CMS proposes reducing DRG payments for patients who go to home care. Hospitals Fighting the Expansion Experts hope the effects from any possible DRG expansion will remain limited. Many of the 223 DRGs wouldn't apply to patients who are appropriate for home care anyway, points out Alex Cacas with Peterschmidt & Associates in Albuquerque, NM.
Home health agencies trying to secure hospital referrals may have even more challenges this fall if a hospital payment proposal flies.
The Centers for Medicare and Medicaid Services wants to expand hospitals' post-acute transfer policy in a big way. That's the policy that pays hospitals a per diem amount, rather than the whole diagnosis related group payment, if a patient receives home care services within three days of hospital discharge. The rule aims to keep hospitals from discharging patients too quickly and pocketing the profits.

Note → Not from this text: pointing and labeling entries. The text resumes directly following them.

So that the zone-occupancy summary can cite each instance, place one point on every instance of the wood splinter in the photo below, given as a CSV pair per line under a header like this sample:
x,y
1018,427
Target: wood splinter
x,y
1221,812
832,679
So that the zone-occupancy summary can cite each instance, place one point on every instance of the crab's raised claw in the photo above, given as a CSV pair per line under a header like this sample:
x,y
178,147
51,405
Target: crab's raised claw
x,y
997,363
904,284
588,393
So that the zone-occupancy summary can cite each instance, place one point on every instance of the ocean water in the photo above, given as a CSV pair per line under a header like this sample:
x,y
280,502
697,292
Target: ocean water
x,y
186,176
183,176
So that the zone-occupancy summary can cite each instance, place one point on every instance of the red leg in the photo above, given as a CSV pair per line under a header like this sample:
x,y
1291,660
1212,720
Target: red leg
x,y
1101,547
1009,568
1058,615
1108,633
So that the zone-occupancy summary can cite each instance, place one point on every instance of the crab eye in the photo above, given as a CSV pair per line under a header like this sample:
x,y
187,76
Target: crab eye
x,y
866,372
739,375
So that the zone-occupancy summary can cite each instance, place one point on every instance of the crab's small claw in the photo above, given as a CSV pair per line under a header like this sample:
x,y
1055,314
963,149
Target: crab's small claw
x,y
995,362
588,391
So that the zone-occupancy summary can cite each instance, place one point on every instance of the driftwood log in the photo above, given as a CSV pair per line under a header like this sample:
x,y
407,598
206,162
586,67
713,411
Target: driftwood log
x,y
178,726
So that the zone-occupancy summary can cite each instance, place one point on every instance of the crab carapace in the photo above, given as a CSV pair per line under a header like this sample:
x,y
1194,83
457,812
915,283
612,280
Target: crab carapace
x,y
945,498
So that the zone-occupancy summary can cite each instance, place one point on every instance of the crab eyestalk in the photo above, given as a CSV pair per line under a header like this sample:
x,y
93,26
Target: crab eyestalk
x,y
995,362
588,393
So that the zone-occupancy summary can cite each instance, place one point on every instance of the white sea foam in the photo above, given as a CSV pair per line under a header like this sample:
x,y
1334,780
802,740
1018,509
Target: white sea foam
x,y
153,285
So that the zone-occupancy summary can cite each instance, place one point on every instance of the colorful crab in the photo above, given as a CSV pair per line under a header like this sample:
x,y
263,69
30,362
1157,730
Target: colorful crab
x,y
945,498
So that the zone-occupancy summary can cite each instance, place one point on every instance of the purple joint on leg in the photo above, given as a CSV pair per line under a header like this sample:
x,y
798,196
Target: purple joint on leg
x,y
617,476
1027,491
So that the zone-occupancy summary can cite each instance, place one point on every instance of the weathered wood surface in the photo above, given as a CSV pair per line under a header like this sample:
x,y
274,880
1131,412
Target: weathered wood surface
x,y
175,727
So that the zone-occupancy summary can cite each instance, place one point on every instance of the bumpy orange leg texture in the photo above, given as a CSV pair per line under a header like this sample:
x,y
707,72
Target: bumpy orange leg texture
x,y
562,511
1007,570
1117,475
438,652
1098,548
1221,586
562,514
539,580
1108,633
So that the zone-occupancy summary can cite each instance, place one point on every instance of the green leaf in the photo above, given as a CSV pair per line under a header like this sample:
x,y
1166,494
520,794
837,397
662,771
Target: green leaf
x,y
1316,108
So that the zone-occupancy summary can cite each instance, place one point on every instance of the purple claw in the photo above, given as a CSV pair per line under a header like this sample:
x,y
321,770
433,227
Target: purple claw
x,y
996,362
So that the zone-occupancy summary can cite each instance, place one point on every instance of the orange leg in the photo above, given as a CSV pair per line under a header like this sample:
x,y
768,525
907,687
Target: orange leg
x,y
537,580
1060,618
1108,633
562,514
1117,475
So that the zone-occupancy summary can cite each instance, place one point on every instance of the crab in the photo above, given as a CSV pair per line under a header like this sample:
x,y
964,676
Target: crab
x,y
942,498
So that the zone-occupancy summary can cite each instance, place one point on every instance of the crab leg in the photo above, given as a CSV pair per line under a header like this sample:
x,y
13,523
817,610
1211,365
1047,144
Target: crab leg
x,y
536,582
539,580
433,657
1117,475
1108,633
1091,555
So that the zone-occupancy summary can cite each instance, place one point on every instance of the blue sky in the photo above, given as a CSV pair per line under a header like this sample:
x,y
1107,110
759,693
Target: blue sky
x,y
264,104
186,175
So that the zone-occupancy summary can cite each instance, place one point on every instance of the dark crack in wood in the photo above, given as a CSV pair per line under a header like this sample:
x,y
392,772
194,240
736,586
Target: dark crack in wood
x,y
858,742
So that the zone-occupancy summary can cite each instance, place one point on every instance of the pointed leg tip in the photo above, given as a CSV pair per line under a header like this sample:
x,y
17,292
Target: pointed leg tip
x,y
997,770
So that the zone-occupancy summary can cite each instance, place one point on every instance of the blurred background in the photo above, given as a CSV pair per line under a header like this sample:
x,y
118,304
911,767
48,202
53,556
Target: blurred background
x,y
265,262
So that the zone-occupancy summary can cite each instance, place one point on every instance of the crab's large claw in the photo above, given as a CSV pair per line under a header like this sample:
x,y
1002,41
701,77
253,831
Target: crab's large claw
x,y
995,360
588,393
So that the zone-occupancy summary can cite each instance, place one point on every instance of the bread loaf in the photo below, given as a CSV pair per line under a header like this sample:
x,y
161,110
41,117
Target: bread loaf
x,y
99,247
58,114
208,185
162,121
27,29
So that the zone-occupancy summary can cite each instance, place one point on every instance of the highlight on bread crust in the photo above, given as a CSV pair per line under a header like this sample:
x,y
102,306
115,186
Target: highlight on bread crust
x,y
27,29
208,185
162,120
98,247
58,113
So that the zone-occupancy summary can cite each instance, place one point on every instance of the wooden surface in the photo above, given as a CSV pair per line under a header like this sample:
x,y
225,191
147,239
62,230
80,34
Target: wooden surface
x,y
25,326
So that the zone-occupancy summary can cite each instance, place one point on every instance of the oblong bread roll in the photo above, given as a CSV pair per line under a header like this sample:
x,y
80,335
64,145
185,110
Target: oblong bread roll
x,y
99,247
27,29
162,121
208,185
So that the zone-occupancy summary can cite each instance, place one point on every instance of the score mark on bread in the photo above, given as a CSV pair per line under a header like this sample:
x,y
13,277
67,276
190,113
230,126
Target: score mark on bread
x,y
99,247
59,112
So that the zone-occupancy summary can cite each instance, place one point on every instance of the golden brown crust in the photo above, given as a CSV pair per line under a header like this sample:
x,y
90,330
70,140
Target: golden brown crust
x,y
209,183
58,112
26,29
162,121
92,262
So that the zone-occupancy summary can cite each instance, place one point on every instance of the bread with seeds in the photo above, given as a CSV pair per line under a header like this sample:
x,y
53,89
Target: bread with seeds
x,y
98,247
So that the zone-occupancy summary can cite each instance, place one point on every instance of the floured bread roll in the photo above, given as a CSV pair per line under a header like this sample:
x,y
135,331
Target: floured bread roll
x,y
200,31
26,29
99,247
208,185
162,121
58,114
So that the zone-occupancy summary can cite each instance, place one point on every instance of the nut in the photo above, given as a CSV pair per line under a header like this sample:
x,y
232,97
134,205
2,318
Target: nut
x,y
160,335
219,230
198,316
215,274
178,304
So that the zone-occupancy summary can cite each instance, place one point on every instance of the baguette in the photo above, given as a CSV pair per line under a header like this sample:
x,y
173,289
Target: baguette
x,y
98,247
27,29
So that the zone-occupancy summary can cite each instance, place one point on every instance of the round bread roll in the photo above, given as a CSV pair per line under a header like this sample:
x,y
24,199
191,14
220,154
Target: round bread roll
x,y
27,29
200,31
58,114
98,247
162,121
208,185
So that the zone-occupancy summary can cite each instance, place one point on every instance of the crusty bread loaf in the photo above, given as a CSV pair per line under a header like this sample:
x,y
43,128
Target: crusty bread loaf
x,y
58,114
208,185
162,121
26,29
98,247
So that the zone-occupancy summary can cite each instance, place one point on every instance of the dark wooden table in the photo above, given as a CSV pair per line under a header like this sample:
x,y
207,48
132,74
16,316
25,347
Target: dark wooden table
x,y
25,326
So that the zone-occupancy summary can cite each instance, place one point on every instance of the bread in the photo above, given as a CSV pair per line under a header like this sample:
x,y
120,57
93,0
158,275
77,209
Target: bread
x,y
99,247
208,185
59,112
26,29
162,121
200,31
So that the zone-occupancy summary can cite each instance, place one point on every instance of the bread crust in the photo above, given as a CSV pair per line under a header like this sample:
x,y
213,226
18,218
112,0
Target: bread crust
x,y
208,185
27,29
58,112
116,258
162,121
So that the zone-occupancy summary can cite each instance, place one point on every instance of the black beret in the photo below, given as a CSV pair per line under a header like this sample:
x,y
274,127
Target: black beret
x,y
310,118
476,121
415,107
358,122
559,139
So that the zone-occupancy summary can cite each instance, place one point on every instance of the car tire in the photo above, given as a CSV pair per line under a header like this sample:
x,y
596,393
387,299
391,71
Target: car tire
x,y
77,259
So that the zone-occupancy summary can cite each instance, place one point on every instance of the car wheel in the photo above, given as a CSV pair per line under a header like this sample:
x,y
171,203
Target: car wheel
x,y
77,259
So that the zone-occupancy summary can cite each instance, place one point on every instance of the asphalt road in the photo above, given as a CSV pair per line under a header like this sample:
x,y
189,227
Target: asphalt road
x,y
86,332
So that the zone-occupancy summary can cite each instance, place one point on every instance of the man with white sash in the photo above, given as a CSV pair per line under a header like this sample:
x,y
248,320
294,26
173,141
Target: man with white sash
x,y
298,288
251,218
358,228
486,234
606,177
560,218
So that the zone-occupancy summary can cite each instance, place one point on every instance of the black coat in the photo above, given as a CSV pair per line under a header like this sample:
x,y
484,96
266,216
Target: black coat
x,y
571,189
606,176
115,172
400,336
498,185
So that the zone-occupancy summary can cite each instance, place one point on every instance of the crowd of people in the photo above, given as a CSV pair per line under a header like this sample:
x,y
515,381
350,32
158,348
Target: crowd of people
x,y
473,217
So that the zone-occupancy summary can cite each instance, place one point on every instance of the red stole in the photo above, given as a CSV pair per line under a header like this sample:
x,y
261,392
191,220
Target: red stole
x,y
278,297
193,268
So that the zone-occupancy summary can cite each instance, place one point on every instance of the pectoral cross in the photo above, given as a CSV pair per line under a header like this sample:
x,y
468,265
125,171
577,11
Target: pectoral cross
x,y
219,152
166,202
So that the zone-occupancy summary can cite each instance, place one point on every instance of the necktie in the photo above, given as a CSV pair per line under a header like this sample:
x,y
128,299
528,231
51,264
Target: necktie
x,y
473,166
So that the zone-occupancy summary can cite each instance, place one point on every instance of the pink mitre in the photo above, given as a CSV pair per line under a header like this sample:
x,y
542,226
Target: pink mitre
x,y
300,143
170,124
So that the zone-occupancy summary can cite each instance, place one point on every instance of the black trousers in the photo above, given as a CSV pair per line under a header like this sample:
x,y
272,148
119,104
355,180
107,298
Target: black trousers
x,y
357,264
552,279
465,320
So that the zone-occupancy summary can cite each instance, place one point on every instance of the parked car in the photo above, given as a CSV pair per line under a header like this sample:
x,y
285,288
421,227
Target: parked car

Currently, the post-acute transfer policy applies to 30 DRGs. But in the fiscal year 2006 hospital inpatient PPS proposed rule, CMS says it wants to adjust the transfer policy criteria and increase the 30 DRGs affected to 223. The other 284 active DRGs either have very short lengths of stay anyway or have very few short-stay cases, CMS says in the proposed rule in the May 4 Federal Register.
And to add to hospitals' discharge worries, CMS told the HHS Office of Inspector General in an April report that it would monitor hospitals with a high number of claims adjusted due to early post-acute discharge. The OIG found that in 2001 and 2002, 381 of 400 claims sampled did not comply with transfer policy coding, and CMS has put in place automatic edits to catch the errors.
The drastic expansion of the DRGs subject to the post-acute transfer policy could have a big impact on home care providers and hospitals, predicts consultant Tom Boyd with Rohnert Park, CA-based Boyd & Nicholas. Hospital discharge planners may keep a closer eye on patients and check back to confirm that the patients have not sought post-acute care, Boyd says.
The trend of hospitals shedding their home health agencies may end too, if hospitals want to continue to discharge patients early but keep reimbursement in-house by directing patients to the hospital's own HHA, Boyd forecasts.